The first day of the provincial healing gathering was greeted with mixed emotions by those in attendance, many of whom revisited old memories.

The Cowessess First Nation is hosting the gathering to help residential school survivors who are applying for their Common Experience Payments under the government-approved settlement.

Carol Lavallee, 56, has a unique perspective of residential schools. She lived through the bad times as a student and as an employee she worked to make it a happy experience for others.

Everyone can recall their first day of school and the excitement surrounding that big day, but for many residential school survivors their memories are not so cheery.

"When they came and took me to residential school at six years old they came and got us in a cattle truck," Lavallee recalled Thursday. "I remember I was so small that I couldn't see over the box. My sister was standing right tight against me to hold me still so I wouldn't be bounced around in the back of this cattle truck."
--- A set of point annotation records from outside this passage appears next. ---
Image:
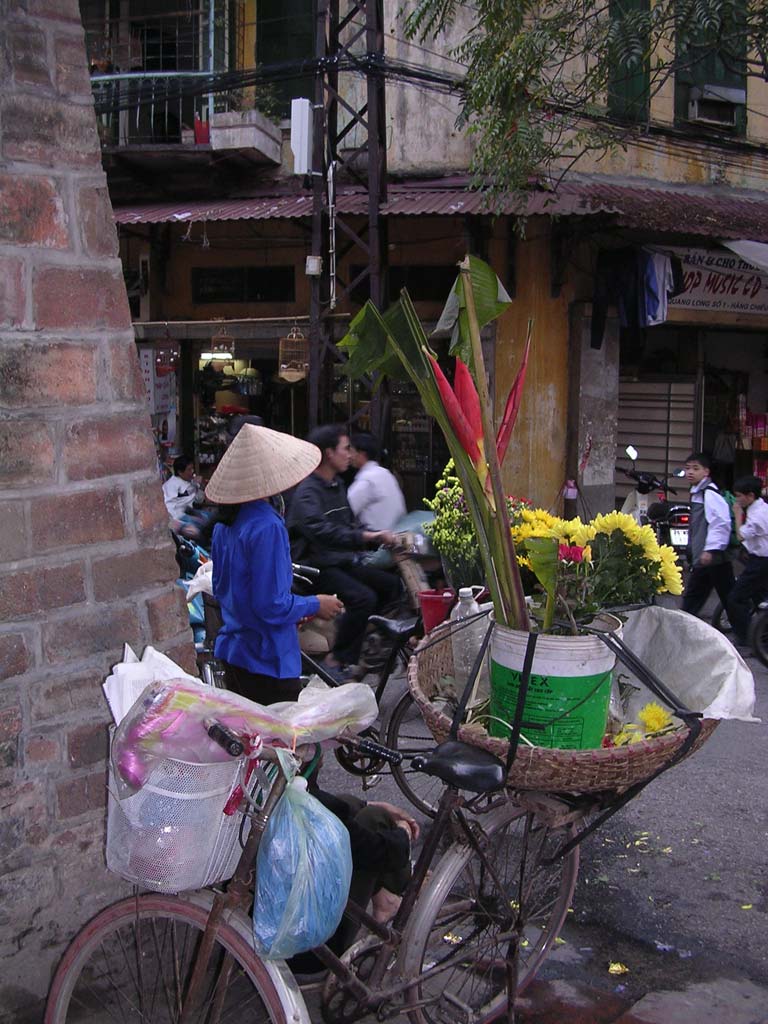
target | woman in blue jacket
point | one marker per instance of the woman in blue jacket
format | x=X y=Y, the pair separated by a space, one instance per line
x=252 y=571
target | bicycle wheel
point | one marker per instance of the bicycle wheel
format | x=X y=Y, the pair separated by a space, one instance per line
x=408 y=733
x=133 y=962
x=476 y=907
x=759 y=634
x=720 y=620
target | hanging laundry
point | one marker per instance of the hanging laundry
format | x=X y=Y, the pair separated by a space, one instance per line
x=638 y=283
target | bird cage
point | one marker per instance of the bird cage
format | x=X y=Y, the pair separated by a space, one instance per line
x=222 y=345
x=293 y=356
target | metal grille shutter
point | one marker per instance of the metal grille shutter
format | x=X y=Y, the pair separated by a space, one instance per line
x=658 y=418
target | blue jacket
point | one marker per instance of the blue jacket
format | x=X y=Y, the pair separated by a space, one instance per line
x=252 y=579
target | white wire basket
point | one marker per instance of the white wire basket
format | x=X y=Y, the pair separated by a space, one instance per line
x=172 y=835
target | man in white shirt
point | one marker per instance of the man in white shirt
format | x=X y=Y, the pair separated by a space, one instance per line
x=709 y=537
x=182 y=489
x=751 y=514
x=374 y=496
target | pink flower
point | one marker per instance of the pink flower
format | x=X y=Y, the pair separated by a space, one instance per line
x=570 y=553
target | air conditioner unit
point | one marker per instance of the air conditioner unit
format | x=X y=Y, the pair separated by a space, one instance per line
x=715 y=104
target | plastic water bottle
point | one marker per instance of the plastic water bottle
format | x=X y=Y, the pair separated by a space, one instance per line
x=466 y=640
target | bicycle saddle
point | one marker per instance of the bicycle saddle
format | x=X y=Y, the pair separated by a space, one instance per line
x=394 y=629
x=463 y=766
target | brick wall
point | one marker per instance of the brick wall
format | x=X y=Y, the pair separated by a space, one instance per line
x=85 y=560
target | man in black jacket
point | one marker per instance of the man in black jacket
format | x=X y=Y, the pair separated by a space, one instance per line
x=325 y=534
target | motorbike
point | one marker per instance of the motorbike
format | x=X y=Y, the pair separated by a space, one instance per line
x=670 y=519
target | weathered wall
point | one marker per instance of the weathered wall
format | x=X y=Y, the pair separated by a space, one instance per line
x=85 y=561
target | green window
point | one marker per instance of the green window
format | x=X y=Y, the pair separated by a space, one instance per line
x=711 y=85
x=285 y=36
x=628 y=87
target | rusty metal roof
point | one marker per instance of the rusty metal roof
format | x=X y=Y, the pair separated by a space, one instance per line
x=653 y=207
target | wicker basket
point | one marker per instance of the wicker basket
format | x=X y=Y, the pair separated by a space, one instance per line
x=539 y=767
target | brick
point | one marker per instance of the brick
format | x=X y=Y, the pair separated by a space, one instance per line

Although that was the only time she and her siblings were transported by cattle truck to the Marieval Residential School, it's a memory that has stuck with her. It was in the back of that cattle truck she was taken from a loving and safe home to face years of sexual, physical and emotional abuse.

"I always wonder how a person who's supposed to be a Christian person, a priest, can abuse a seven-year-old girl," said Lavallee.

After she spent 10 years in residential schools, she went on to have four children. All of them graduated from residential school, but she noted they all had a very different experience. Lavallee said when First Nations took over control of the residential schools it was a totally different environment.

"I had very bad things happen to me when I went to residential school and very happy things happen to me when I worked in residential schools," said Lavallee, who spent approximately 20 years supervising at three different residential schools.

"The parents put me in charge of parenting their children and I tried to do it the way I parented my own children. I scolded them, talked to them, laughed with them and loved them."

She said being a surrogate parent to many over the years has had its advantages because she runs into her "girls" everywhere and revels in their successes.

Lavallee is currently a council member of the Cowessess First Nation and as a leader she's happy the reserve's urban office undertook the initiative to help residential school survivors.

"What was in the closet now is all out. We're going to face it. We're going to live with it. We're going to deal with it. We're going to accept what happened to us and we're going to make things better," said Lavallee.

She said exposing her wounds has allowed her to heal and become a stronger person. She encourages others to also face their past.

"We have realized what we lost and we're trying to reclaim it. We are reclaiming what we lost with a vengeance, our language, our history, our culture," said Lavallee.

Vice-Chief Lyle Whitefish of the Federation of Saskatchewan Indian Nations said the gathering should help residential school survivors on their healing journey. It's also an acknowledgement of the abuse that occurred in the schools.

"It's a turning point where we start to try put the past behind us and find ways within ourselves spiritually with the help and support of the healers here," he said.

He commended the Cowessess First Nation for putting the gathering together and believes it will benefit many survivors.

Several booths are set up at the gathering to help survivors fill out application forms, receive counselling, and obtain financial advice.

"Our goal is to help them understand how to do basic banking and get them client cards," said Dave Gareau, a branch manager with Royal Bank of Canada. "It's about building relations one client at a time."